The Court of Appeal in Abuja on Thursday, quashed the N2.1B money laundering charges filed against the founder of DAAR Communications PLC, Chief Raymond Dokpesi by the Economic and Financial Crimes Commission (EFCC).
The appellate court upheld the no-case submission made by Dokpesi and DAAR Communications charged along with him in the seven-count criminal charge.
In a judgment in an appeal filed by Chief Kanu Agabi (SAN) on behalf of Dokpesi, Justice Elfreda Oyebisi Williams-Dawodu held that the EFCC failed woefully to establish prima facie case against the appellant in all the charges
Justice Williams-Dawodu further held that the ingredients of the offences were not provided by the prosecution as required by law.
The appellate court agreed with Agabi that being a predicate offence, the ingredients of the offences against the appellant must be clearly provided, adding that it is clear that none of the offences was established in line with provisions of law.
The court further held that EFCC failed to prove that the N2.1 billion allegedly received by the appellant as payment was a proceed of breach of trust.
A federal high court, Abuja had in November. 2018 dismissed the no-case submission filed by the AIT founder on the grounds that a prima facie had been successful established against him by the EFCC in the alleged N2.1B money laundering .
Justice John Tsoho, the current Chief Judge of the court had after the ruling, ordered Dokpesi to open his defense on the grounds that he had some explanations to offer in the charges against him.
However, dissatisfied with the ruling of the high court, Dokpesi approached the Appeal Court and prayed that the ruling of the lower court made against him be set aside and his no case submission be upheld.
The Court of Appeal agreed with Dokpesi and consequently set aside the decision of the lower court and also quashed the charges.
Justice William-Dowodu in a unanimous judgment held that there was nothing in the evidence of the 14 witnesses called by EFCC to persuade the court to compel the appellant to enter a defence in the charges where ingredients of the offence were not provided.
“No case was made against the appellant in counts 1, 2, 3 and 4 to warrant his being called upon to open his defence.
There is no possibility that the appellant can be convicted in the charges because the evidence of the witnesses are so manifestly unreliable.

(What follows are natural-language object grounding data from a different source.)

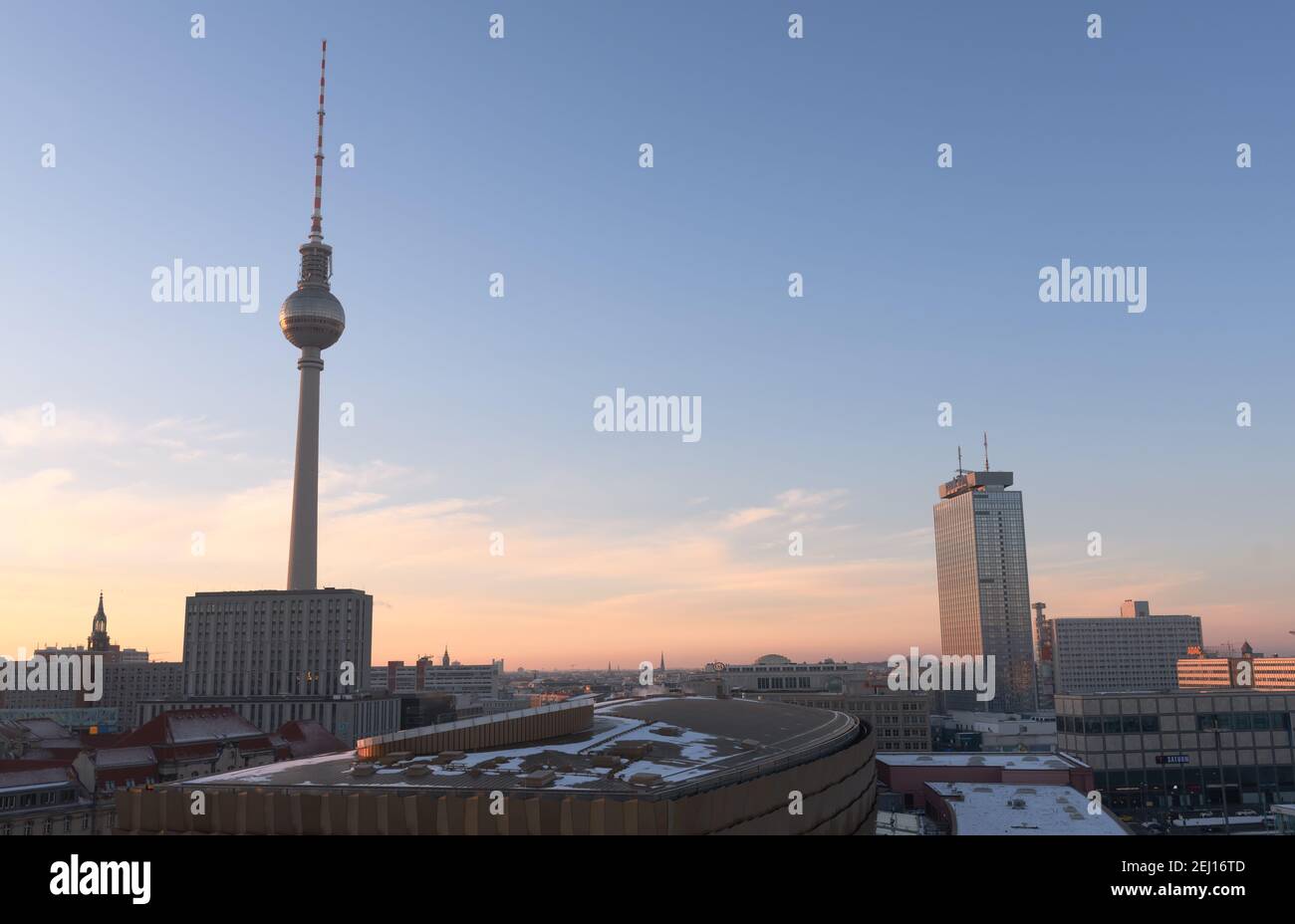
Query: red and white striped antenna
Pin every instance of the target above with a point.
(316, 218)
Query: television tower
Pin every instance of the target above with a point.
(312, 320)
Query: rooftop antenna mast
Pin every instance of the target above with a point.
(316, 218)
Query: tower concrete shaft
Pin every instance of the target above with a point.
(303, 543)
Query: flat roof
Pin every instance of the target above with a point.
(693, 741)
(1006, 808)
(969, 759)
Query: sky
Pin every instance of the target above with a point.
(172, 423)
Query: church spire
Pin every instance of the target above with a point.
(99, 639)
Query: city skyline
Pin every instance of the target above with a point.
(164, 470)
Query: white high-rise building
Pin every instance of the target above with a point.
(1134, 651)
(273, 642)
(984, 585)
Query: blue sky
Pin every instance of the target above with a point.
(772, 155)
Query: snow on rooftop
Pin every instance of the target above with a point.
(1005, 808)
(963, 759)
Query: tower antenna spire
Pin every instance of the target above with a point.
(312, 320)
(316, 218)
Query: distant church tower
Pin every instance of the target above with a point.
(99, 639)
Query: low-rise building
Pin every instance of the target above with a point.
(909, 774)
(1182, 750)
(48, 798)
(1017, 810)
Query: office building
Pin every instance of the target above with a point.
(1182, 750)
(1132, 652)
(655, 767)
(984, 585)
(467, 681)
(1200, 672)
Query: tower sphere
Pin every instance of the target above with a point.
(312, 318)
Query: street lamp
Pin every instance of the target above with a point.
(1222, 780)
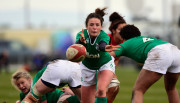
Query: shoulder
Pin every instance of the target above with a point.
(110, 35)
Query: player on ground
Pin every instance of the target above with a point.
(22, 81)
(95, 40)
(159, 58)
(57, 74)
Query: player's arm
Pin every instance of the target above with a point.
(81, 39)
(77, 91)
(116, 61)
(112, 53)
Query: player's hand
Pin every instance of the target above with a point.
(67, 90)
(82, 38)
(18, 101)
(110, 48)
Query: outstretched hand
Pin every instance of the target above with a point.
(110, 48)
(82, 38)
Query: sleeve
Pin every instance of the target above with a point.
(73, 99)
(102, 45)
(119, 52)
(21, 96)
(78, 37)
(104, 37)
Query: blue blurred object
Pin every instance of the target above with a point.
(61, 40)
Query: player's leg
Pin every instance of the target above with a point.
(145, 79)
(88, 87)
(36, 92)
(88, 94)
(113, 89)
(170, 80)
(104, 80)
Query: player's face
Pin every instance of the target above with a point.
(23, 84)
(117, 31)
(94, 27)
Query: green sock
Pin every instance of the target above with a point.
(101, 100)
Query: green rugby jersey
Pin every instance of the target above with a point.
(137, 48)
(51, 97)
(95, 58)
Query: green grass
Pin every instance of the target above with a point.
(126, 75)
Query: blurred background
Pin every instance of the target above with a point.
(33, 32)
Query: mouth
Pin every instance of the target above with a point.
(24, 90)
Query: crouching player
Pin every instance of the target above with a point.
(57, 74)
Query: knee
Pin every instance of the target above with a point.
(101, 92)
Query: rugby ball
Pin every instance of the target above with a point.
(76, 53)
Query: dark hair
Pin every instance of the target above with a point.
(99, 13)
(115, 20)
(129, 31)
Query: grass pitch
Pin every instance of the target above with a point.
(126, 74)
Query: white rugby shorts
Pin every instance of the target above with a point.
(63, 71)
(89, 75)
(163, 58)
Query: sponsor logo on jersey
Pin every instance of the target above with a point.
(92, 55)
(147, 39)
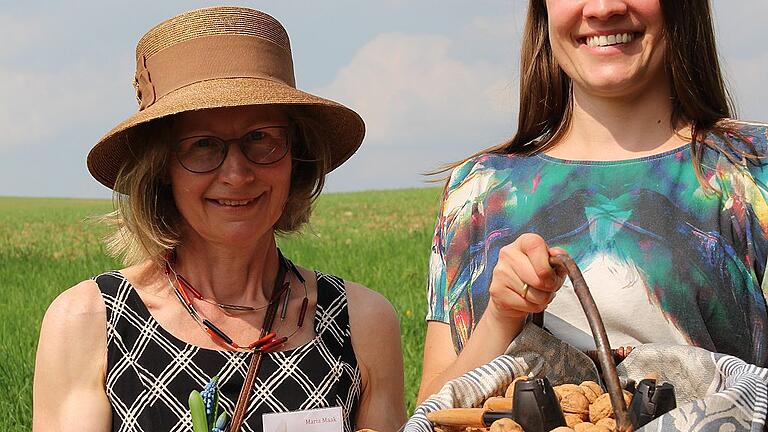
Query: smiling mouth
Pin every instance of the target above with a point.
(608, 40)
(234, 203)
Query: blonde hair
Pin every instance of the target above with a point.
(146, 221)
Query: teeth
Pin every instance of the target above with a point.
(594, 41)
(234, 203)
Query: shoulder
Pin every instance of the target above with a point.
(742, 137)
(81, 302)
(74, 327)
(480, 166)
(368, 308)
(475, 178)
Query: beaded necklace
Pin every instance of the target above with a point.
(185, 292)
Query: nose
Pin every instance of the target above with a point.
(236, 170)
(604, 9)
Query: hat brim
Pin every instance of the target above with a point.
(343, 129)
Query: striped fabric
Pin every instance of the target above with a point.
(715, 392)
(150, 373)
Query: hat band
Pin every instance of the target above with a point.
(210, 57)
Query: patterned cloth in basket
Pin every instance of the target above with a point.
(715, 392)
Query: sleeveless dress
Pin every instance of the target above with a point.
(150, 373)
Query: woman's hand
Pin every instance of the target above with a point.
(523, 281)
(524, 261)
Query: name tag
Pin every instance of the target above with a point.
(317, 420)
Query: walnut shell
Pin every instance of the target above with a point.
(574, 403)
(591, 390)
(573, 419)
(567, 388)
(498, 404)
(506, 425)
(443, 428)
(607, 423)
(602, 407)
(589, 427)
(511, 388)
(582, 427)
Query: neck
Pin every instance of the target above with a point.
(236, 275)
(615, 128)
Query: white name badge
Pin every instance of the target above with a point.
(317, 420)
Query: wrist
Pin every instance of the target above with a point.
(504, 319)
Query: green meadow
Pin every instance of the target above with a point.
(380, 239)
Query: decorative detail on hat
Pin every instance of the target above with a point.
(145, 91)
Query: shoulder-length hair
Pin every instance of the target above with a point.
(699, 95)
(146, 222)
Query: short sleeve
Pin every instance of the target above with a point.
(436, 295)
(455, 198)
(747, 189)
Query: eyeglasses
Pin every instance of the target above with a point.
(262, 146)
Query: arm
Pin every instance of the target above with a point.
(68, 393)
(526, 260)
(376, 340)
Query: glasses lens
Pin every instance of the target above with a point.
(266, 145)
(201, 154)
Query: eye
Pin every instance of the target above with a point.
(256, 135)
(203, 143)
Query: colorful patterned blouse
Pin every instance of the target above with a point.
(666, 259)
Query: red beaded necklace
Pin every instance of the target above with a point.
(185, 292)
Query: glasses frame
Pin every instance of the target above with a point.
(240, 142)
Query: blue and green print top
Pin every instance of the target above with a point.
(666, 259)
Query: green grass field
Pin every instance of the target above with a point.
(379, 239)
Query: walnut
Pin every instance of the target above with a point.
(498, 404)
(568, 388)
(608, 423)
(443, 428)
(511, 388)
(573, 419)
(602, 407)
(589, 427)
(506, 425)
(591, 390)
(575, 403)
(582, 427)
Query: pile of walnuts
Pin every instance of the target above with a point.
(586, 407)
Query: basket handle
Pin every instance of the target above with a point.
(601, 339)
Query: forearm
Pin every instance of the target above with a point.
(489, 340)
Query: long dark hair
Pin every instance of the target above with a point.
(699, 95)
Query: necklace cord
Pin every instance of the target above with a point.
(255, 364)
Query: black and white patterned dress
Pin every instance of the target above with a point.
(150, 373)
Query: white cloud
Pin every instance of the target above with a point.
(408, 87)
(17, 33)
(36, 105)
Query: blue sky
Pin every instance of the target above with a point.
(435, 80)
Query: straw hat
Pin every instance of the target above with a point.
(218, 57)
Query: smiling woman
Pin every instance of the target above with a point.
(224, 154)
(626, 157)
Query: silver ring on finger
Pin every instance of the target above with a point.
(524, 294)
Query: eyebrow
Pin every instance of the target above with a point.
(254, 126)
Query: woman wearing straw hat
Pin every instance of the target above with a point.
(223, 153)
(626, 157)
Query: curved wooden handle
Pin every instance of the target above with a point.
(604, 354)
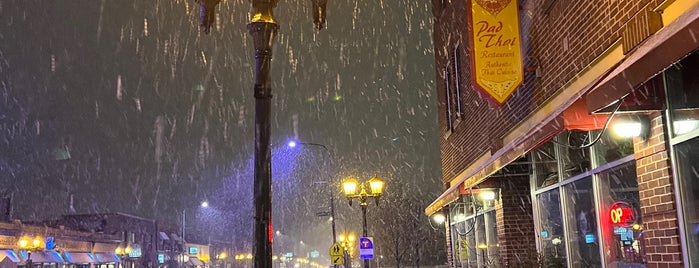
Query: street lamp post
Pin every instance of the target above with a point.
(375, 190)
(123, 252)
(263, 29)
(347, 242)
(29, 245)
(204, 204)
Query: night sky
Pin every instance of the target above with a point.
(125, 106)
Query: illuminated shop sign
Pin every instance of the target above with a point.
(622, 214)
(496, 59)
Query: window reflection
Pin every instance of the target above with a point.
(551, 227)
(622, 226)
(583, 239)
(474, 230)
(688, 175)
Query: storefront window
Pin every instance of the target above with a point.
(581, 231)
(551, 228)
(620, 219)
(688, 175)
(682, 85)
(546, 165)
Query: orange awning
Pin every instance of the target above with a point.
(669, 45)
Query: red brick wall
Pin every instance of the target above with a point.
(656, 188)
(562, 38)
(450, 248)
(515, 223)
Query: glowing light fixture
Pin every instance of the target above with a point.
(439, 218)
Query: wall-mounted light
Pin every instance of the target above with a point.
(439, 218)
(487, 195)
(631, 126)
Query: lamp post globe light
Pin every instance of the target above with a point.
(29, 244)
(123, 253)
(353, 189)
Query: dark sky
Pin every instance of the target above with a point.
(125, 106)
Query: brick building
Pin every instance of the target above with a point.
(138, 234)
(541, 178)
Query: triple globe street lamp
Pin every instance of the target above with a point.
(353, 189)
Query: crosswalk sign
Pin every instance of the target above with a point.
(336, 260)
(336, 250)
(366, 248)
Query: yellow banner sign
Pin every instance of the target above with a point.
(497, 58)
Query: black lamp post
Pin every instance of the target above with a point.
(375, 190)
(263, 29)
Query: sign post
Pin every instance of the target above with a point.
(496, 65)
(336, 253)
(366, 248)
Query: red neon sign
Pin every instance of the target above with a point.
(623, 214)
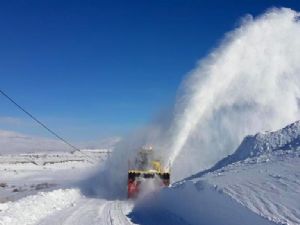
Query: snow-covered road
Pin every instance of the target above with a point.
(65, 207)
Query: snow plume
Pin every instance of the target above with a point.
(250, 83)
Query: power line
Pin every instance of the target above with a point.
(42, 124)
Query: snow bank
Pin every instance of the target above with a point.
(30, 210)
(262, 147)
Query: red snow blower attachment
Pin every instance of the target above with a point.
(146, 168)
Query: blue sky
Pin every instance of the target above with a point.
(91, 69)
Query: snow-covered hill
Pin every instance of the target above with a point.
(263, 147)
(262, 175)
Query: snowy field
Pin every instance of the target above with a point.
(258, 184)
(28, 173)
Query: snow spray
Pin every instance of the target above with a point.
(250, 83)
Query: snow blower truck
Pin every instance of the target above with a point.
(146, 168)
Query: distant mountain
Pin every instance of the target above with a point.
(13, 142)
(286, 140)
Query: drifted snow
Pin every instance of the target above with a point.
(31, 209)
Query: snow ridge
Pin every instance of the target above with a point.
(285, 140)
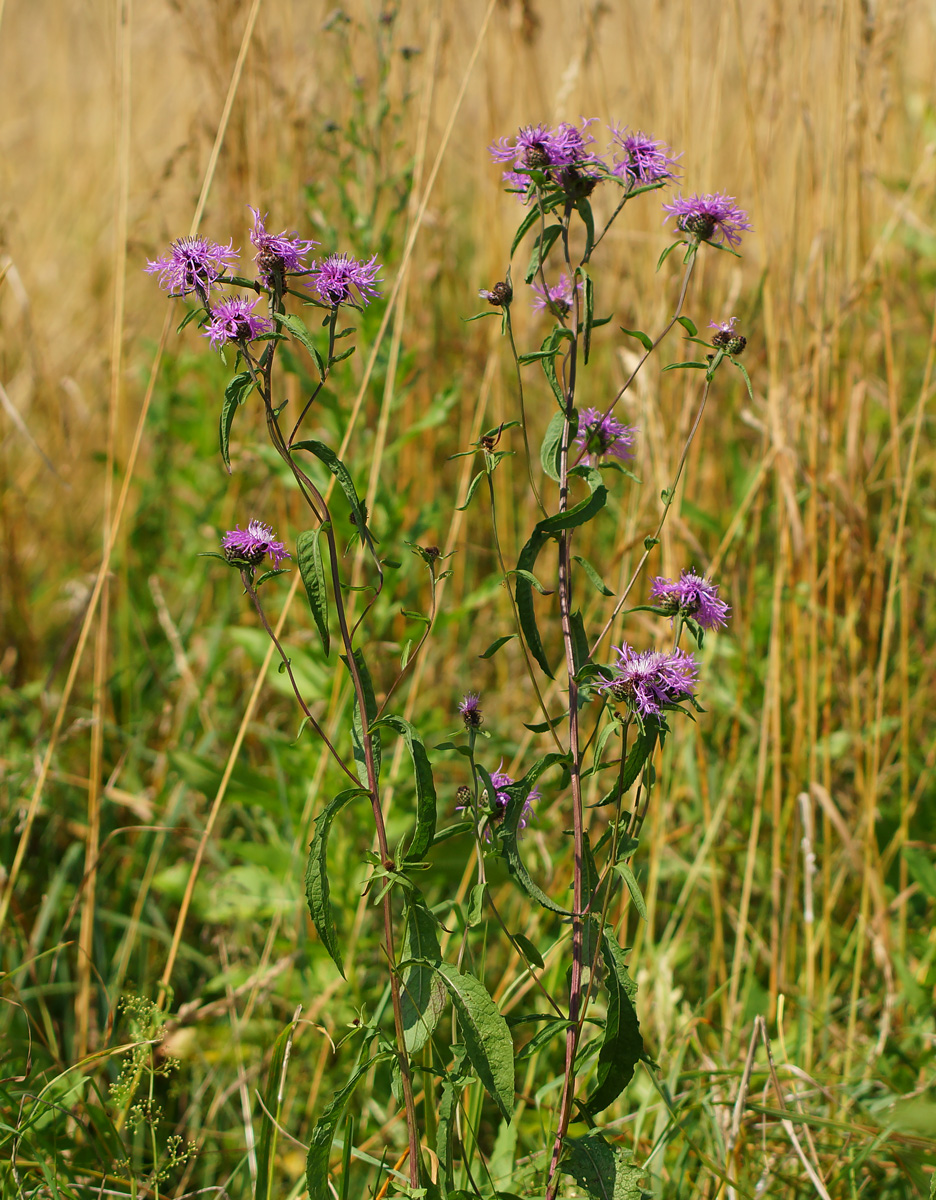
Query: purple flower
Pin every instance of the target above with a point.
(336, 275)
(233, 321)
(652, 679)
(643, 161)
(471, 711)
(193, 264)
(600, 435)
(709, 217)
(246, 547)
(557, 299)
(694, 595)
(277, 255)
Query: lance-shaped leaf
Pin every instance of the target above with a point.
(312, 569)
(487, 1039)
(317, 880)
(622, 1047)
(235, 394)
(517, 796)
(423, 991)
(425, 786)
(360, 724)
(323, 1132)
(605, 1171)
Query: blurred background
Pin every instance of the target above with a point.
(126, 677)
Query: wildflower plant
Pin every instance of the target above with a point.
(605, 718)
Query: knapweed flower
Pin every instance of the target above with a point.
(693, 595)
(557, 299)
(562, 154)
(649, 679)
(277, 255)
(600, 435)
(471, 711)
(640, 159)
(193, 264)
(499, 295)
(233, 321)
(713, 217)
(246, 547)
(336, 275)
(726, 336)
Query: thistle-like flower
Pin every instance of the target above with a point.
(693, 595)
(247, 547)
(336, 275)
(649, 679)
(640, 159)
(233, 321)
(277, 255)
(600, 435)
(193, 264)
(714, 217)
(557, 299)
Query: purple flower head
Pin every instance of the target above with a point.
(599, 435)
(246, 547)
(233, 321)
(557, 299)
(277, 255)
(471, 711)
(643, 159)
(562, 154)
(713, 217)
(336, 275)
(652, 678)
(694, 595)
(193, 264)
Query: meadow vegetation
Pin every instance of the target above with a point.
(787, 1000)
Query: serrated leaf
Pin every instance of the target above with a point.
(312, 569)
(235, 394)
(317, 879)
(643, 339)
(426, 802)
(605, 1171)
(487, 1039)
(423, 994)
(496, 646)
(622, 1047)
(323, 1132)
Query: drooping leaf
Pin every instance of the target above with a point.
(317, 880)
(605, 1171)
(622, 1045)
(312, 569)
(323, 1132)
(487, 1039)
(423, 997)
(426, 802)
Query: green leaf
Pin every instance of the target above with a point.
(273, 1104)
(496, 646)
(323, 1132)
(605, 1171)
(523, 597)
(487, 1039)
(541, 247)
(593, 575)
(426, 805)
(423, 997)
(643, 339)
(312, 569)
(317, 879)
(235, 394)
(299, 330)
(622, 1047)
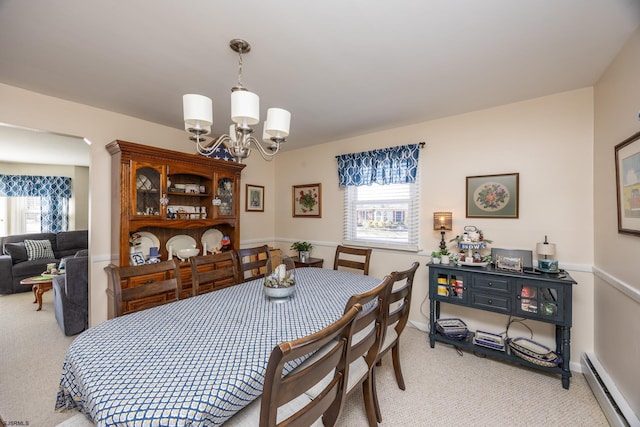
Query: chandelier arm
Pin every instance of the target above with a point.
(212, 146)
(263, 152)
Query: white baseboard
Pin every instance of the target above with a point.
(615, 407)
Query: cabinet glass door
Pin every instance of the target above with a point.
(225, 196)
(450, 285)
(147, 191)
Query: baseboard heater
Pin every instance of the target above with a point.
(614, 406)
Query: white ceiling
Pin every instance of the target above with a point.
(343, 68)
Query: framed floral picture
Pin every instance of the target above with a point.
(254, 198)
(493, 196)
(307, 200)
(628, 184)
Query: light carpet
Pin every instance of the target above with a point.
(442, 387)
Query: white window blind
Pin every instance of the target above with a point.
(385, 216)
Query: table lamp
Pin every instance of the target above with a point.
(442, 221)
(548, 264)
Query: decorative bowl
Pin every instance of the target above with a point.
(184, 254)
(279, 279)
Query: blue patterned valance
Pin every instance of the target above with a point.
(54, 193)
(35, 186)
(393, 165)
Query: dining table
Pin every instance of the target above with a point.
(200, 360)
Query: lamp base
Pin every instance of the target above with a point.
(548, 265)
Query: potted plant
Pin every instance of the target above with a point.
(303, 249)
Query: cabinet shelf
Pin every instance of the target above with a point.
(468, 345)
(183, 194)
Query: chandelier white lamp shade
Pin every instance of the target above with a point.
(198, 115)
(245, 112)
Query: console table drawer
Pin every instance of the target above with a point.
(490, 283)
(491, 302)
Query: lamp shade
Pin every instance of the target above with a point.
(278, 121)
(245, 107)
(547, 249)
(198, 111)
(442, 221)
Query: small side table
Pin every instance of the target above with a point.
(312, 262)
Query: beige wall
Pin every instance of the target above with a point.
(617, 283)
(36, 111)
(79, 202)
(548, 141)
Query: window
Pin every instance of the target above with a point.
(20, 215)
(381, 198)
(382, 215)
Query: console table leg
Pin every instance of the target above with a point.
(566, 356)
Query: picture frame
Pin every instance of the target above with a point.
(254, 198)
(493, 196)
(509, 263)
(307, 200)
(136, 258)
(627, 154)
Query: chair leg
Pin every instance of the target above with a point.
(369, 400)
(395, 351)
(376, 404)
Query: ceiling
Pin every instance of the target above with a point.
(343, 68)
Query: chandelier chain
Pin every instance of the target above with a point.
(240, 68)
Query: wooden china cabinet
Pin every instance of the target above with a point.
(165, 195)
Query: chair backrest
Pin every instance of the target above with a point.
(213, 272)
(368, 329)
(355, 258)
(400, 297)
(135, 288)
(334, 342)
(252, 262)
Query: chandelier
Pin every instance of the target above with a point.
(245, 112)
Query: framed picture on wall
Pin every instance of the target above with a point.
(254, 198)
(307, 200)
(628, 184)
(493, 196)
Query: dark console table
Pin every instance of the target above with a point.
(542, 297)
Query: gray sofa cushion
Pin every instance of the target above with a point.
(69, 242)
(12, 272)
(17, 252)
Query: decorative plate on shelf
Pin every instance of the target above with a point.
(213, 239)
(181, 241)
(145, 242)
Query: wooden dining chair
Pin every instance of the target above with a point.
(284, 401)
(213, 272)
(368, 335)
(353, 258)
(135, 288)
(252, 262)
(399, 304)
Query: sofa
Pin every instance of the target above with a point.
(15, 264)
(71, 294)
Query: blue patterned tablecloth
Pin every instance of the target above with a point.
(197, 361)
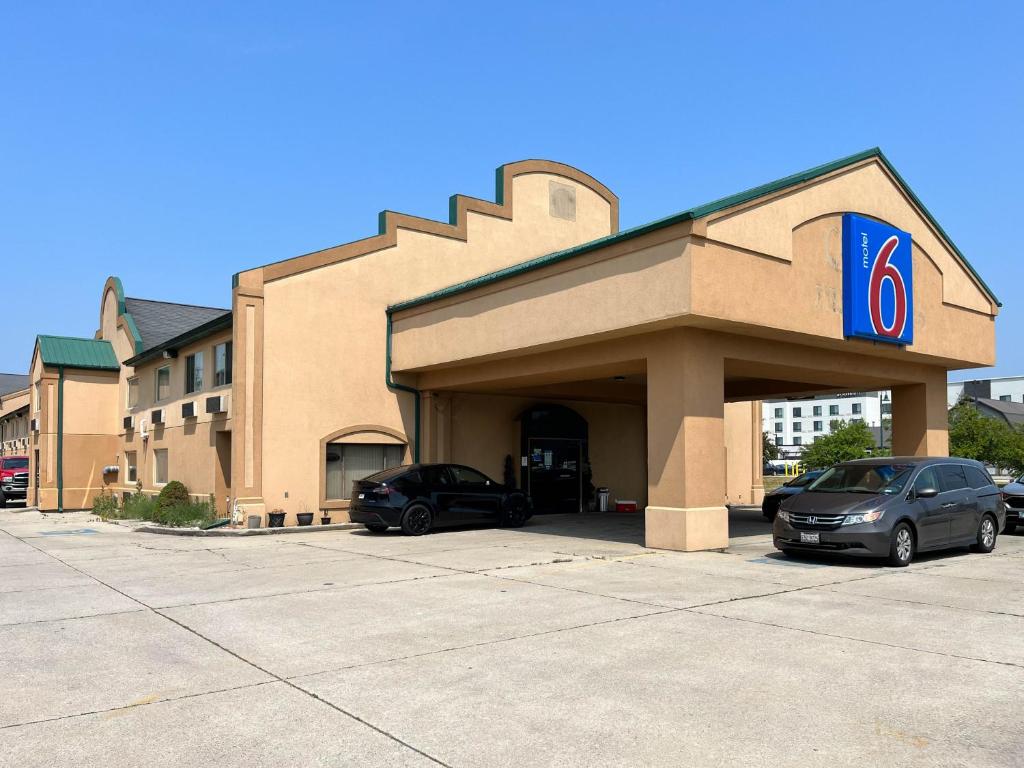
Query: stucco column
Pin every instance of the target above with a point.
(757, 454)
(921, 423)
(686, 444)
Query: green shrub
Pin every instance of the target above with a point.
(183, 515)
(172, 495)
(139, 507)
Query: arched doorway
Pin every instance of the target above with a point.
(556, 473)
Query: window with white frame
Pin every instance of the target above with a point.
(163, 383)
(133, 392)
(194, 373)
(160, 467)
(348, 462)
(222, 364)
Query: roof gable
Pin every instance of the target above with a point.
(159, 322)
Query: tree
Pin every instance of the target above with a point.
(973, 435)
(846, 442)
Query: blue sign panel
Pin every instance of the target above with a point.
(878, 281)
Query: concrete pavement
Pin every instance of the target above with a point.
(562, 643)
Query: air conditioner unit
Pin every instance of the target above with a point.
(216, 404)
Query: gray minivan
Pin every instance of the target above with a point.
(893, 507)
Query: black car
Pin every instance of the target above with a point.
(893, 508)
(797, 485)
(420, 496)
(1013, 498)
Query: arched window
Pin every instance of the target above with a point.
(354, 453)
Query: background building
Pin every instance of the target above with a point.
(795, 423)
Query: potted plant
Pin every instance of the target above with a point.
(305, 517)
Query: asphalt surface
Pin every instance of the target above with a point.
(563, 643)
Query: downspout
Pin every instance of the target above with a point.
(392, 384)
(60, 438)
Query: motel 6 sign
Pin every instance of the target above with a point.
(878, 282)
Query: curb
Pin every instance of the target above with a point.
(246, 531)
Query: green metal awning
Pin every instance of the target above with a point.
(69, 351)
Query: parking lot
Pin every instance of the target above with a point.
(561, 643)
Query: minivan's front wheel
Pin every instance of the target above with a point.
(901, 546)
(417, 520)
(986, 535)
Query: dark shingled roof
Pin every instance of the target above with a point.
(160, 321)
(12, 383)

“I am of the view that irrespective of the ingredients stated earlier, and those by the appellant and first respondent respectively, prior proof or establishment of the predicate offences in count 1,2,3 and 4 of the amended charge is sine qua non to the proof of the offences of money laundering specified in the said counts.
“In totality, this appeal has merit, it is allowed and the ruling of the Federal High Court is hereby set aside and the appellant is discharged,” Justice Williams-Dawodu held.